The story of Europe’s expansion into and across the Atlantic Ocean in the sixteenth century is all too often conceived in terms of political ambition, economic gain, the agency of uncommonly fortunate or visionary actors such as Columbus, and technical advances (in navigation, cartography, shipbuilding and indeed public administration and finance), which together enabled nations such as Spain and Portugal to discover, subdue and rule a network of territories not only beyond their traditional borders, but also beyond the known world or oikoumenē of the Greeks and Romans. This concern for material and human factors, which is common to the practice of history in our time, neglects the incredible novelty of the very idea of expansion into a real geography unimagined by the Ancients.1 As a result, although it is commonplace to cite the opportunities and optimism of the Renaissance, one need also recognize that this “freedom to” make one’s own way was attended by trepidation wrought by the disintegration of the medieval world-system and by “freedom from” the certainties of classical and Scholastic auctoritas.

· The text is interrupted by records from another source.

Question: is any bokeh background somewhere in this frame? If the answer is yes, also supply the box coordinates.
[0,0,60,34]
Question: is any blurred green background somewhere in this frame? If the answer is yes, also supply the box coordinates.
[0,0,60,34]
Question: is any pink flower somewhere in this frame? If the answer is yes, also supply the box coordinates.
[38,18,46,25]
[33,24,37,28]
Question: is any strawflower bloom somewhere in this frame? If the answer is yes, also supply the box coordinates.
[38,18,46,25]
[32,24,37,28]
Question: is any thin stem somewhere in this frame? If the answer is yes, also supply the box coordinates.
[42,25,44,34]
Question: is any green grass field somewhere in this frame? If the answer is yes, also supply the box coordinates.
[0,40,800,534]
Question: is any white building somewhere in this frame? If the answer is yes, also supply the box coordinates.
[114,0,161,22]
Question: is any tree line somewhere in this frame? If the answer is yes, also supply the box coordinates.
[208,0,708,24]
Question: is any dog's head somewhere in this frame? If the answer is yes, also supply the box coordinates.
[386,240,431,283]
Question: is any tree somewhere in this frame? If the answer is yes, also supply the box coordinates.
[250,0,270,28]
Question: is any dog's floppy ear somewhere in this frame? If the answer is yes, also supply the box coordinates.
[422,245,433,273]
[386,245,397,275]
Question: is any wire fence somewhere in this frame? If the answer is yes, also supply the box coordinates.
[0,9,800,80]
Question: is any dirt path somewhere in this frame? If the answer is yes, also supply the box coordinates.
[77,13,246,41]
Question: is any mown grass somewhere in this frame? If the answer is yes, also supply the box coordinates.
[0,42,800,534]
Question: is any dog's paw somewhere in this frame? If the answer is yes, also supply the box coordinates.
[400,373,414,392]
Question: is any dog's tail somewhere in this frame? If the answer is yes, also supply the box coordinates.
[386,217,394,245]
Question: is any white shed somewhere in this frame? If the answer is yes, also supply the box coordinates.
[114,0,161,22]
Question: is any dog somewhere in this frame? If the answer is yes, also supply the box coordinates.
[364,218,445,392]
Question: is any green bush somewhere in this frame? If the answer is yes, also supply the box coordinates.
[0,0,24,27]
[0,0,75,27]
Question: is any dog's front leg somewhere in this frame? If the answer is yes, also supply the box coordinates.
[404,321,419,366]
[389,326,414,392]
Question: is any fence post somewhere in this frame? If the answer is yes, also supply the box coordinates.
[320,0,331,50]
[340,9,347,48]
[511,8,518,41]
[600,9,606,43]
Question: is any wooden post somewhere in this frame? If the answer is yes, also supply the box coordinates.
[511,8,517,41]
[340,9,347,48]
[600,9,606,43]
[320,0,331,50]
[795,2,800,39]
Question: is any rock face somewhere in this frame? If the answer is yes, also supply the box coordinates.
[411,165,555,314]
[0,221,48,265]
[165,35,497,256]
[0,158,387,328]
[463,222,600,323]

If Baroque ornamentation was spurred on by a “fear of the void,” as some have argued, it therefore stands to reason that the new horizons of the Renaissance were not merely the forward projection of inherited concepts and imagination, although these continued to play an important role, but also, on an intimate and intellectual level, a blank-or, more properly, erased-slate, due to the discrepancy of observation and experience from what medieval Christian society called “revealed” or “received” wisdom.